Le nombre de patients à la recherche de services médicaux continue d'augmenter en raison de la consommation d'eau potable à Gostivar, dans le nord de la Macédoine.
Les autorités de ce pays ont déclaré l'état de l'épidémie de contamination de l'eau jusqu'à ce que la situation continue d'être grave pour les résidents qui n'ont pas accès à l'eau.
Il y a à peine un jour, le nombre de patients a de nouveau été marqué, 125 personnes demandant de l'aide médicale.
Depuis le début, plus de 14 000 citoyens ont demandé une assistance médicale.
Le Premier ministre du nord de la Macédoine, M. Hrstjan Mickoski, a déclaré que l'approvisionnement en eau de Gostivar pouvait être rendu à partir de lundi, mais uniquement à des fins techniques.
Disons que demain une déclaration est publiée que l'eau est techniquement appropriée pour l'utilisation, puisqu'elle a été ajustée en temps record d'une semaine”, a dit Mickoski.

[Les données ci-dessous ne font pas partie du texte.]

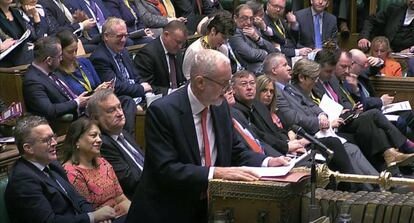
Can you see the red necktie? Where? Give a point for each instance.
(252, 143)
(205, 137)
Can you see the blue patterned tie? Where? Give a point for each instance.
(317, 30)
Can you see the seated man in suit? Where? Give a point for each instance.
(280, 29)
(190, 139)
(59, 17)
(38, 189)
(316, 26)
(118, 146)
(248, 45)
(160, 62)
(45, 92)
(112, 62)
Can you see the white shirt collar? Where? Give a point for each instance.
(196, 105)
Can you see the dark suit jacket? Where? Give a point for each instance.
(56, 18)
(287, 43)
(244, 122)
(386, 23)
(173, 178)
(126, 170)
(32, 196)
(43, 97)
(250, 54)
(294, 108)
(262, 125)
(107, 69)
(306, 32)
(153, 67)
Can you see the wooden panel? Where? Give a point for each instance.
(403, 86)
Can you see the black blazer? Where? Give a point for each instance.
(31, 196)
(126, 170)
(153, 67)
(43, 97)
(173, 179)
(107, 69)
(55, 18)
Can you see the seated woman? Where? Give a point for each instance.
(78, 73)
(91, 175)
(13, 24)
(380, 47)
(218, 28)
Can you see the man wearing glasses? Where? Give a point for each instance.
(160, 62)
(112, 62)
(45, 92)
(190, 139)
(38, 189)
(248, 45)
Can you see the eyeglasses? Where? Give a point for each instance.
(48, 140)
(225, 86)
(244, 84)
(119, 36)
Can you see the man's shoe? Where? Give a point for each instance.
(394, 158)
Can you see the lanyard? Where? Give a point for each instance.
(86, 84)
(280, 28)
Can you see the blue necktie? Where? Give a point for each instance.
(317, 30)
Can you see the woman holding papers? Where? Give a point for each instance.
(13, 24)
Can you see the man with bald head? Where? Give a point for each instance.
(190, 139)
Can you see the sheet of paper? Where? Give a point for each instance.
(330, 107)
(329, 133)
(394, 107)
(18, 42)
(272, 171)
(392, 118)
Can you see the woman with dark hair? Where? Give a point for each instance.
(78, 72)
(14, 25)
(91, 175)
(219, 27)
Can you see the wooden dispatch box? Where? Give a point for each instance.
(258, 201)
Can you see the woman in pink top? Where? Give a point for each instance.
(91, 175)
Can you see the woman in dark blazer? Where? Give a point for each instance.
(13, 25)
(78, 73)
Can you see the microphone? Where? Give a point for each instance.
(325, 151)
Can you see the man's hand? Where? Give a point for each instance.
(251, 33)
(374, 61)
(258, 22)
(88, 23)
(294, 145)
(352, 80)
(83, 99)
(304, 51)
(386, 99)
(6, 44)
(291, 18)
(278, 161)
(364, 44)
(337, 122)
(147, 87)
(323, 122)
(104, 214)
(234, 173)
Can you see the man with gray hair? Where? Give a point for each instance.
(190, 139)
(38, 189)
(118, 146)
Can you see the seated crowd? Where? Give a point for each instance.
(228, 100)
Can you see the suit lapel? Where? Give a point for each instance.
(186, 118)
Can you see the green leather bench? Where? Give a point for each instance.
(4, 218)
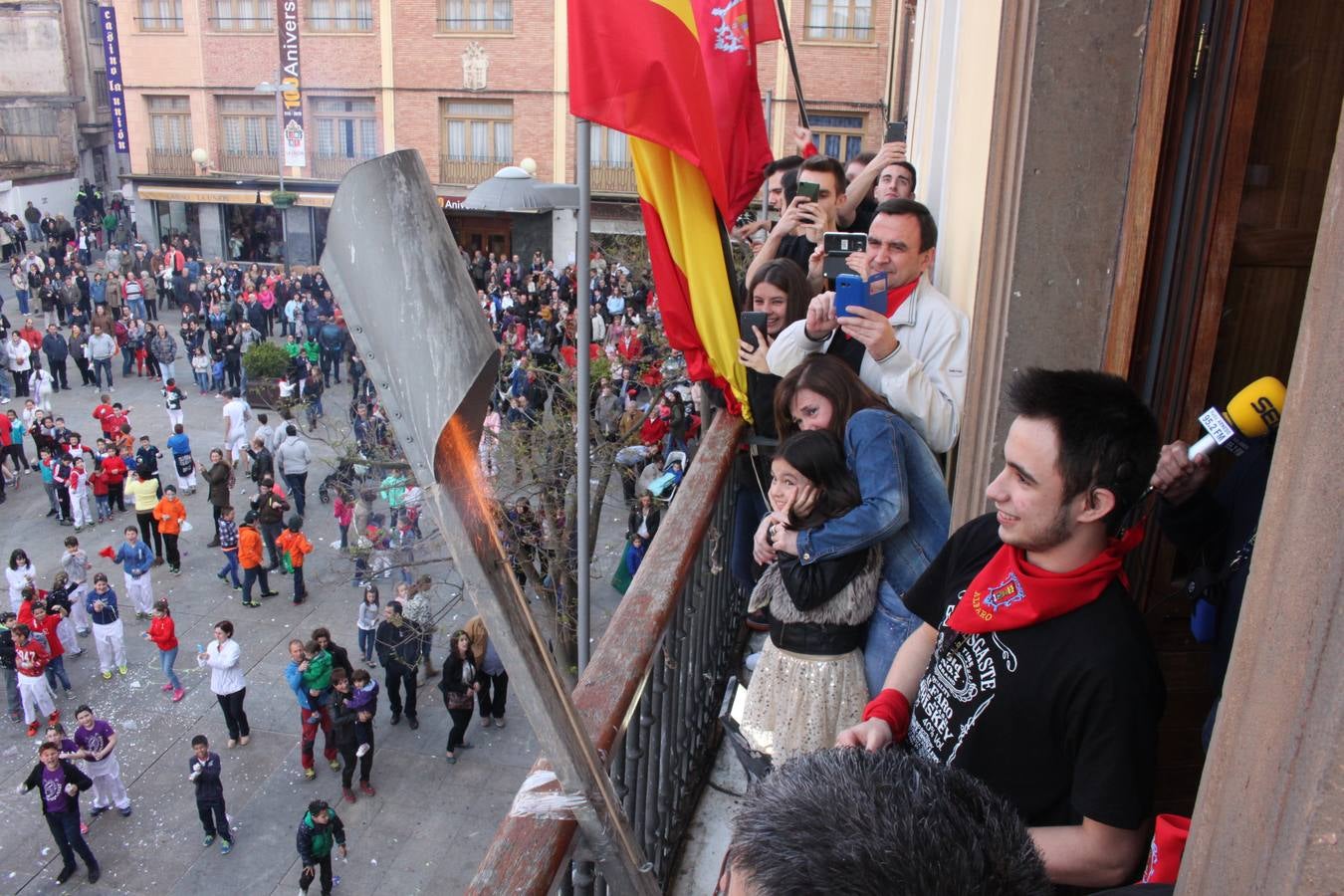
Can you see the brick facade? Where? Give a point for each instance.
(202, 64)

Pour ce faire, les équipes de la pipeline “de Skopje travaillent à Gostivar, tandis que la ville continue de consommer seulement de l'eau ambalisée et d'utiliser l'eau propre pour convenir au gouvernement ou à d'autres municipalités.
Quant à l'enquête sur l'affaire, Mickoski a souligné que l'accusation avait déjà identifié la responsabilité de polluer le système d'approvisionnement en eau, mais que les enquêtes se poursuivraient si la nécessité de déterminer des responsabilités supplémentaires se faisait sentir.
À Gostivar, on a déclaré une épidémie suite au nombre croissant de citoyens touchés par l'eau contaminée, tandis que le gouvernement a déclaré une crise de 30 jours pour gérer la situation.
Des milliers de résidents ont demandé une assistance médicale, tandis que des enquêtes criminelles ont révélé des allégations d'intervention illégale dans le réseau d'approvisionnement en eau, où une pompe aurait été introduite du fleuve Vardar au pipeline principal.
Trois personnes sont en garde à vue pendant 30 jours pour des soupçons de pollution de l'eau, tandis que des tests ont montré qu'il y avait 48 fois plus de bactéries dans l'eau que les valeurs autorisées.